In all burn care systems, first aid, covering, and transferring of patients to the hospitals have an important role in managing and achieving a successful outcome (
1). It seems that there are wide differences in the main methods of providing first aid and pre-hospital care for burn patients (
2). If we can get a certain standard established between all ambulance technicians, we can achieve significant progress in management of this large and important group of patients (
3). Burned patients are a big group of trauma patients that get care from first aid, people, ambulance technicians, nurses, and physicians, respectively before they get specific hospital cares (
4). The caregivers of these patients often have poor or false instructions, which causes concern and prevents optimal care of patients (
5).
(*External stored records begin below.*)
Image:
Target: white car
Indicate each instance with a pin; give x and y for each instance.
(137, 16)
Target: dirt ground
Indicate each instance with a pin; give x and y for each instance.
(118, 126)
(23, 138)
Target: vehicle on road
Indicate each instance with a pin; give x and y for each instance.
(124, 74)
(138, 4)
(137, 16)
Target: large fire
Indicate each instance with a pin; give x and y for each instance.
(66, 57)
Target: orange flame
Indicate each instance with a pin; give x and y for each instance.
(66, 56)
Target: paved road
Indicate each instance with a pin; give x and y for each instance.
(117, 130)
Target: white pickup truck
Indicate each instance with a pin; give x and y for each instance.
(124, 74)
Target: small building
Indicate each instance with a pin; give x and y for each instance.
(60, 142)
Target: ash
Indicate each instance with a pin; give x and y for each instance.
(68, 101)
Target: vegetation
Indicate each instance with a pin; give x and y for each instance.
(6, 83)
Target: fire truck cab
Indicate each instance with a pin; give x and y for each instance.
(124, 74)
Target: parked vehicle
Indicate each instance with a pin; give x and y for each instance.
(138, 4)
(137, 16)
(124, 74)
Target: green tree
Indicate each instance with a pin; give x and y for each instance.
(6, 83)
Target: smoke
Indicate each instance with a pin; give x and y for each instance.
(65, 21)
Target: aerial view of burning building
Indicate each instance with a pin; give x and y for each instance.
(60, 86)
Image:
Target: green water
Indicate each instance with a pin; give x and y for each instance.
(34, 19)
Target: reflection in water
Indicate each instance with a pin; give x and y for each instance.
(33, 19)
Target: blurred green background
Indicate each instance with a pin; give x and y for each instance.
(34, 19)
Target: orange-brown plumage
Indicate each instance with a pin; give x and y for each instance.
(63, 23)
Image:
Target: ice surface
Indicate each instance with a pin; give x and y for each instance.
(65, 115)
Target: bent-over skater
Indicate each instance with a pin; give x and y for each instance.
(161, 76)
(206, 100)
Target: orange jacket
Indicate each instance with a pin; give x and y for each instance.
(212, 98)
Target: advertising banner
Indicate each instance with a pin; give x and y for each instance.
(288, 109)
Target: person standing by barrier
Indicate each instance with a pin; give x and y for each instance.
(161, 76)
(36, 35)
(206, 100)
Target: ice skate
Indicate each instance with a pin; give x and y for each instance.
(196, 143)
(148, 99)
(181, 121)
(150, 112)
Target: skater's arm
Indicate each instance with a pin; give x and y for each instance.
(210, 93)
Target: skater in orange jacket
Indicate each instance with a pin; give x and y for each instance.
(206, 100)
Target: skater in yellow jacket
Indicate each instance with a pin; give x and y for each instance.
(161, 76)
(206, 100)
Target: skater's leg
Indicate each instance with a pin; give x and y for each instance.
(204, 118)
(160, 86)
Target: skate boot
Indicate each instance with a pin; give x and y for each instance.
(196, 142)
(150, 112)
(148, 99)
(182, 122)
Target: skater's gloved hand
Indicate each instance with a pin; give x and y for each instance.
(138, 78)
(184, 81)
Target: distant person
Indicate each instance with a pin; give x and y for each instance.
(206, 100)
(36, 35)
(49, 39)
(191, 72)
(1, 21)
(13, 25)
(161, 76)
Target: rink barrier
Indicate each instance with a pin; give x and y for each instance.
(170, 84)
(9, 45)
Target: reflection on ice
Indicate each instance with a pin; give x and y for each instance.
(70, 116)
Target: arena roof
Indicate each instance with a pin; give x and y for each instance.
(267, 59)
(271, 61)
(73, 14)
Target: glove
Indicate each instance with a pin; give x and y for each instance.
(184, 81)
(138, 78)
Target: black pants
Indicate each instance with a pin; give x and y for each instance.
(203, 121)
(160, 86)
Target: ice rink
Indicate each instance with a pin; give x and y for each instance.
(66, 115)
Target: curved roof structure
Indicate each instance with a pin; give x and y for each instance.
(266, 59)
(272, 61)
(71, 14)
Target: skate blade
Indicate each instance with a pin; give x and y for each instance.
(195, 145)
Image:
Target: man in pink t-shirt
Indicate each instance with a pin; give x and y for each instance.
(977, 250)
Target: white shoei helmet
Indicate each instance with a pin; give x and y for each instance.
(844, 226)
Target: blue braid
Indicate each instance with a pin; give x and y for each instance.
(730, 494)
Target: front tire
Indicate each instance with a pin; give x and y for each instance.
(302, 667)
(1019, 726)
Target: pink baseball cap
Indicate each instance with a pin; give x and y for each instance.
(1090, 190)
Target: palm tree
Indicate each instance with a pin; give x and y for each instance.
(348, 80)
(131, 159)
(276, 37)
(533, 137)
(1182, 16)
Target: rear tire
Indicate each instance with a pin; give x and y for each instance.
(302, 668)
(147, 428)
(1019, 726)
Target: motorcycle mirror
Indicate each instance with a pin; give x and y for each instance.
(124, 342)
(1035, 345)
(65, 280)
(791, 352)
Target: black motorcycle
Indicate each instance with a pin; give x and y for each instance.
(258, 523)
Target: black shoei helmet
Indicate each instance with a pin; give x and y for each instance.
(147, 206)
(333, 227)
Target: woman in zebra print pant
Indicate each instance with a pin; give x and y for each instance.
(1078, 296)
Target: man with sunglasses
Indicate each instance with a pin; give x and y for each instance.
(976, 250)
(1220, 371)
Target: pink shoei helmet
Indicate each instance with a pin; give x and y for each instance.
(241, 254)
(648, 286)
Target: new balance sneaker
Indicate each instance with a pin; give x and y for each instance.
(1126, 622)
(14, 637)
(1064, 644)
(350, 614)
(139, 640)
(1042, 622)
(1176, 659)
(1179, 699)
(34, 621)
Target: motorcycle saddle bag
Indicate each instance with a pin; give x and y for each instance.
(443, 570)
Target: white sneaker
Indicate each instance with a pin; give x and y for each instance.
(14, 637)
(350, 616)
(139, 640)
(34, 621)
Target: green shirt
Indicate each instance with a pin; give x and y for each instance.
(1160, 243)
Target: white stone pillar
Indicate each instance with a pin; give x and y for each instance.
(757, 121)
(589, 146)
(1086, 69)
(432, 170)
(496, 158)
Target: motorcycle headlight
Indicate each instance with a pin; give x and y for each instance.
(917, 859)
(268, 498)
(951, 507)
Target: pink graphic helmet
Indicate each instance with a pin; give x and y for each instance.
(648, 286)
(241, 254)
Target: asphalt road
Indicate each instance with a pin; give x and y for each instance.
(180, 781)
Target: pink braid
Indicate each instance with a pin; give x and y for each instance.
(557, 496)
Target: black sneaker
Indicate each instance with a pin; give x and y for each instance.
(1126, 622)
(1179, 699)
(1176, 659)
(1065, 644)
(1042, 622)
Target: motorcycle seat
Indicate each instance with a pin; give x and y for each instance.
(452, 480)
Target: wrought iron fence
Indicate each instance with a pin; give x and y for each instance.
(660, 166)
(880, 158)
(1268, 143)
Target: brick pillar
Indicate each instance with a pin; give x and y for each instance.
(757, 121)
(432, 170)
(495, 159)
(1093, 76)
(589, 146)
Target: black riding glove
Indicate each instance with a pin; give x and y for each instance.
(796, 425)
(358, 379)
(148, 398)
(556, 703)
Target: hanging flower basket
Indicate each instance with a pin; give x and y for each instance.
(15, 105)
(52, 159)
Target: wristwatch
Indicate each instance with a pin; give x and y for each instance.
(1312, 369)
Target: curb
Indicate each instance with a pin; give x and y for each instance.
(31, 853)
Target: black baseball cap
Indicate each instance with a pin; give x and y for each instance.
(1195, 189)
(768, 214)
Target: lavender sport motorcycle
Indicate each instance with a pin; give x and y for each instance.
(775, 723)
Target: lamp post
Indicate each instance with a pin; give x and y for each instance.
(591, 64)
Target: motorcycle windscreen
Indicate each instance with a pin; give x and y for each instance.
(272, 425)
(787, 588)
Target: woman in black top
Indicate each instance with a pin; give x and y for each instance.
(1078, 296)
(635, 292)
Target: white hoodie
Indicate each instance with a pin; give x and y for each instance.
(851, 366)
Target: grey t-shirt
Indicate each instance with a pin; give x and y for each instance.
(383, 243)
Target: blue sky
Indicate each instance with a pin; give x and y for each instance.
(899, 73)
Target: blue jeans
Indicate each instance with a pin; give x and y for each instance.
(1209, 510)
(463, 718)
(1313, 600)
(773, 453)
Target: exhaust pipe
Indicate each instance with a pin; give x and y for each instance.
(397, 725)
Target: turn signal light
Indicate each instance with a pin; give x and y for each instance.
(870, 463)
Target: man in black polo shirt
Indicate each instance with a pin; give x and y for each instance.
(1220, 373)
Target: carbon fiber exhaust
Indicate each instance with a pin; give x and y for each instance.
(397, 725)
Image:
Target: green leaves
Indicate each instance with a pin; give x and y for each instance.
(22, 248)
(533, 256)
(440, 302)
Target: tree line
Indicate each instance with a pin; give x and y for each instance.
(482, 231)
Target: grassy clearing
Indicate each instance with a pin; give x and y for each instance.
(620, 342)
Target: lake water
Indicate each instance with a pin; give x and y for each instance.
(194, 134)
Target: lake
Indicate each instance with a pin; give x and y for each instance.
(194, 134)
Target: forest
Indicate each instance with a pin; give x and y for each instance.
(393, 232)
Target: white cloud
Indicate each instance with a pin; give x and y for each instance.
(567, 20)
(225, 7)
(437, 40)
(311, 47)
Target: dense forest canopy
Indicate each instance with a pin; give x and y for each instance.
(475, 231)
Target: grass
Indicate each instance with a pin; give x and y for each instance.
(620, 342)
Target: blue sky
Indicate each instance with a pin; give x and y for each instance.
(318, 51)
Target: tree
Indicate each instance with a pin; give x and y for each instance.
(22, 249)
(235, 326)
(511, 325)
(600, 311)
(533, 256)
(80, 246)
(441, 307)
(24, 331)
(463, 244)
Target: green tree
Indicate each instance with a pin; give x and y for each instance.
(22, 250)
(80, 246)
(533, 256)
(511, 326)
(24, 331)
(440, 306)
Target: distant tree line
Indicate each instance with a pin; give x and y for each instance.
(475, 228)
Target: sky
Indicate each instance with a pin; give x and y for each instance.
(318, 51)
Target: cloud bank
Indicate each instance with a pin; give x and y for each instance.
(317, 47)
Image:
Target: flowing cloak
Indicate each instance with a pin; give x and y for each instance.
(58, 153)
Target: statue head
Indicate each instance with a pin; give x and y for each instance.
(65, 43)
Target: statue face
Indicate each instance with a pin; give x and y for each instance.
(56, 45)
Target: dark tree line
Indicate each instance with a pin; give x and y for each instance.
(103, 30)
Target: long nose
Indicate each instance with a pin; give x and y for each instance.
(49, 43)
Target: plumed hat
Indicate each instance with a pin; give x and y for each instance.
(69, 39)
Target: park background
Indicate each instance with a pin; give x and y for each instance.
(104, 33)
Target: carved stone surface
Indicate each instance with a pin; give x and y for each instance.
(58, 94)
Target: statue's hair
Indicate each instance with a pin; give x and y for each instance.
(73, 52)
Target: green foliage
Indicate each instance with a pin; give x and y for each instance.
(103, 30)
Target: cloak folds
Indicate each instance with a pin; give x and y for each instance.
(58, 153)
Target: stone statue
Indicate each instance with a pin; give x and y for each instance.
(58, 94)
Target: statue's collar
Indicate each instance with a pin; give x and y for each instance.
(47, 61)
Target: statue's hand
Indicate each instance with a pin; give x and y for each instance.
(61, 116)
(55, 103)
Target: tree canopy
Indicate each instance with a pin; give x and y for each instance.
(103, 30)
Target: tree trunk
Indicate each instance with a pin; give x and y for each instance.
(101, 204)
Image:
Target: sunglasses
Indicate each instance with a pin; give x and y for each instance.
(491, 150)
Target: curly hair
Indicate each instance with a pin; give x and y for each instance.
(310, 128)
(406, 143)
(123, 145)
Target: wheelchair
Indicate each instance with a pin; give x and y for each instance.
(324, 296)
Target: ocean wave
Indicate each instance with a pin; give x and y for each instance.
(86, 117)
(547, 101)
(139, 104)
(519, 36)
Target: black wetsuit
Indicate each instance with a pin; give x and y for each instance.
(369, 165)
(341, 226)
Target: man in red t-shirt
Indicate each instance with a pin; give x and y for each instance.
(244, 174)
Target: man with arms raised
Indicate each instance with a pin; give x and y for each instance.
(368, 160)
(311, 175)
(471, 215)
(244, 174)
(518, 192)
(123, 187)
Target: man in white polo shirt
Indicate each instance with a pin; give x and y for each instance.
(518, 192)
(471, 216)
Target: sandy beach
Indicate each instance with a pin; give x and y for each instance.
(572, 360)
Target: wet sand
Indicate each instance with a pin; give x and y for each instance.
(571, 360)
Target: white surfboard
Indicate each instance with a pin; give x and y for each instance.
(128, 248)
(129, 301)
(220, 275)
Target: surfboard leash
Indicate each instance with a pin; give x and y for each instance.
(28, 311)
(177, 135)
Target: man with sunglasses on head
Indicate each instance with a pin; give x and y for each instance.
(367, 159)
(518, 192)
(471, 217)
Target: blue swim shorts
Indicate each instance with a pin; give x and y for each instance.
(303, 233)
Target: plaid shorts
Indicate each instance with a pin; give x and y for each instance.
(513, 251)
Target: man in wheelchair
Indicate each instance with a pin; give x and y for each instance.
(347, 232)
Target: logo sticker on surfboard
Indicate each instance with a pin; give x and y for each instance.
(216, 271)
Intensive care and surgery has made significant progress in the field of burn wounds, however, urgent care of burns aren’t in the same scene. There is no “golden time” to determine how secondary operations will be done. An accurate estimate of the burns scale does not have a crucial role in the mortality rate, emergency calculation of the volume of intravenous (IV) infusion is not recommended, and choosing how to transfer the patient doesn’t have a significant effect on the estimation of patient recovery. Avoiding heat and the possible mental effect that it has in the stage of pre-hospital trauma burned patients is very important (
3). Having a better concept of the pathophysiology and advances in burn management in the past 50 years highly helped reduce the mortality of major burn injuries. The aim in burn injuries should be healing the wound as soon as possible to minimize the complications of burns. Transmission of burn patients from the accident to the hospital should be done in a short period of time and we should remember that rescuing burn victims in the first hours of care has a vital role in saving the patient's life and continuous improving recovery is recommended (
6). Burns are categorized based on the risk that they affect the patient into 3 categories: 1) Mild Burns, 2) Moderate Burns, and 3) Major Burns (
7). Mild burns are burns of less than 50% of the adult’s body without burning of the face, hands, feet, or genitals. Moderate burns are burns of more than 50% of an adult’s body. If patients have mild burns but were under the age of 5, over the age of 60, or have underlying medical condition such as diabetes, heart failure, cirrhosis, chronic renal failure (CRF), and so on, it is considered as moderate burns. Major burns are any burns associated with airway burns, fractures, or other major trauma such as rupture of the organ (
8). It also includes any kind of burning of the face, feet, hands, eyes, ears, or perineum that are important for the patient in terms of functional beauty.